Aaron D. Parks
May 13, 2022
In building lofi.limo, media storage and distribution naturally came up. I have songs, announcements, and background image loops which I want to store and distribute to listeners. Let's take a look at how I've been able to do both without getting too fancy or spending too much money.
I store most of the data used for running lofi.limo — including metadata about songs, announcements, and backgrounds — in a PostgreSQL database. A relational database like PostgreSQL is handy on its own, but Ecto makes it really great to use with Elixir and Phoenix.
I could store the media data itself in PostgreSQL too, perhaps as a
bytea
field.
In some applications this is very handy, but for mine I didn't expect to get
much out of it.
In fact, I wanted to support HTTP range requests which would be a little
awkward to serve out of PostgreSQL.
Range requests are the same as regular HTTP requests except they ask that only a portion (typically a byte range or ranges) of the requested resource (a song's audio data, for instance) be included in the response.

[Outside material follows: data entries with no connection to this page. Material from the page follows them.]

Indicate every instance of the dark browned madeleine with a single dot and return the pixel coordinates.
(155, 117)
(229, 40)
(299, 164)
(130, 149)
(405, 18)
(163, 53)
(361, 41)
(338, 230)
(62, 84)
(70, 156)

Web browsers may use range requests for audio media in particular so that they can get portions of the media data as it's played rather than all at once. A server that doesn't understand range requests will respond with the entire song or announcement, which can trip up some web browsers.
If I kept the media in separate files, I could set up Plug.Static to serve those files for me. Plug.Static already has good support for range requests, so I wouldn't have to write code to handle that myself.
My first thought was to use natural names for the media files, perhaps artist and title or something like that. But I didn't want to fuss around with keeping the file names synchronized with the metadata in the database or to deal with the confusion of having them usually-but-not-quite the same as what was in the database.
I decided instead to make the file names no more than a unique identifier — a key for the media data which I could link to the metadata in the database. A media record in the database keeps track of the media data file name and the media data MIME type.
The base file name is generated by randomly selecting twenty lower-case letters. I wanted the probability of collisions to be vanishingly remote, but didn't want to have unreasonably long file names. Twenty characters is a reasonable length in my opinion (shorter, anyway, than natural names would likely be) and gives just shy of twenty octillion possible file names. If I've done my math right, I can create one million media items and have little worse than a one in forty quadrillion chance of a collision. That's as close to “won't happen” as I need to get.
The full file name ends in an extension appropriate to the media type. Plug.Static (and maybe the browser) will use this to guess the type of data.
To create a new media item, I wrote a function which takes a path to a temporary file containing the media data, the MIME type of the media, and an appropriate file name extension for the media type. The function assembles a new file name as described above and copies the temporary file into a directory for storing and serving media. It then creates a database record for the media item with its new file name and MIME type.
I get the path for the media storage directory from the application configuration. This makes it easy to set it up appropriately for development, staging, and production environments.
I use Tarsnap for online backup.
I have a cron script which uses pg_dump
to dump my important
databases into a backup staging directory and then tarsnap
to send that directory to the cloud.
It also prunes old backups.
To back up the media data as well, I added a command to the script to copy the media files into the backup staging directory after the database dump. The script now looks something like this, but of course the real one is a bit more complex to deal with credentials, pruning, and such.
As I mentioned, Plug.Static has good support for range requests and it looked like it would be a nice way to serve my media files. I set it up in my endpoint module:
I made a couple of convenience macros to get the base URL and base path for media from the compile-time configuration. The LofiLimo.Media module uses this same configuration to assemble the path for importing new media (as shown above) and to assemble URLs that are sent to the front-end:
Let's jump back to the plug definition in the endpoint.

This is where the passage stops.